Flurry meanwhile indicated that it will have a lot more resources to help it grow.
“As part of Yahoo, Flurry will continue to serve the application developer community in the way we always have, only better,” said Simon Khalaf, President and CEO, Flurry. “With Yahoo, we will have access to more resources to speed up the delivery of great products that can help app developers build better apps, reach the right users, and explore new revenue opportunities. Over the last six years we have accomplished a lot on our own, but with Yahoo we are in an even better position to achieve our joint goals.”

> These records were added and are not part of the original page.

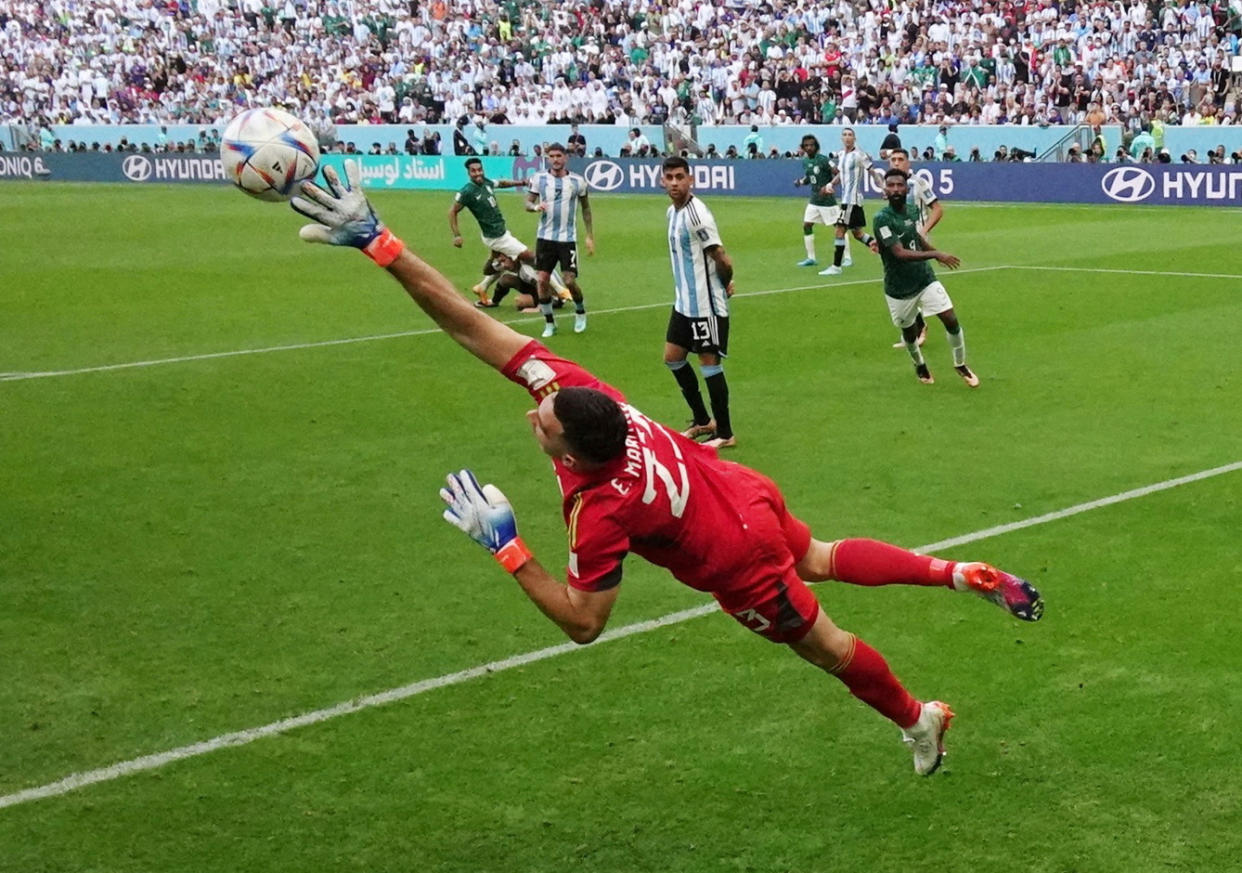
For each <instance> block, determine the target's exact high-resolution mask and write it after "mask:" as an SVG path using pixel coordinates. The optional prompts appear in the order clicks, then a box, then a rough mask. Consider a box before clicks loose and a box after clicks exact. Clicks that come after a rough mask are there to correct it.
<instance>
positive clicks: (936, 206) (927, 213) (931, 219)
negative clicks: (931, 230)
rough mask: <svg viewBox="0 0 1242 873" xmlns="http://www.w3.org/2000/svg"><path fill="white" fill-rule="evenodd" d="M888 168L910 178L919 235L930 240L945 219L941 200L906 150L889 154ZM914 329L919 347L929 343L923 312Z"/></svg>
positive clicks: (890, 153)
mask: <svg viewBox="0 0 1242 873" xmlns="http://www.w3.org/2000/svg"><path fill="white" fill-rule="evenodd" d="M888 166H889V169H893V170H900V171H902V173H904V174H905V175H907V176H908V183H909V189H910V194H909V200H910V202H912V204H914V207H915V209H918V211H919V227H918V230H919V233H922V235H923V238H924V240H927V238H929V236H928V235H929V233H930V232H931V228H933V227H935V226H936V225H938V224H940V219H943V217H944V206H941V205H940V200H939V199H938V197H936V196H935V191H933V190H931V183H929V181H928V180H927V179H923V178H922V176H917V175H914V174H913V173H912V171H910V154H909V152H907V150H905V149H903V148H900V147H898V148H895V149H893V150H892V152H889V153H888ZM914 327H915V329H917V330H918V332H919V339H918V343H919V345H923V343H925V342H927V338H928V325H927V322H924V320H923V312H922V310H920V312H919V313H918V317H917V318H915V319H914ZM893 348H894V349H904V348H905V340H904V339H900V338H898V340H897V342H895V343H893Z"/></svg>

Khalaf explained that time spent on mobile devices by the average US consumer has risen to 2 hours and 42 minutes per day in 2014. He also said that 86 percent of that time is spent in apps, and about 60 percent of that time is spent in applications built by independent app developers
“Today, Flurry is entering a new phase of its life,” wrote Khalaf. “I am excited to announce that we have reached an agreement to be acquired by Yahoo and expect to be joining Yahoo very soon.”
The importance of acquisitions to Yahoo was underlined recently by its disappointing financial results, when it said it would retain a larger than expected stake in the hugely valuable Alibaba e-commerce giant.
For the second quarter ending 30 June, Yahoo revealed that its profit had fallen 18 percent to $272 million (£159m). There was also bad news on the sales side, with revenues down 3 percent to $1.08 billion (£633). CEO Marissa Mayer blamed the decline mostly on digital display advertising, which plunged 8 percent in the second quarter.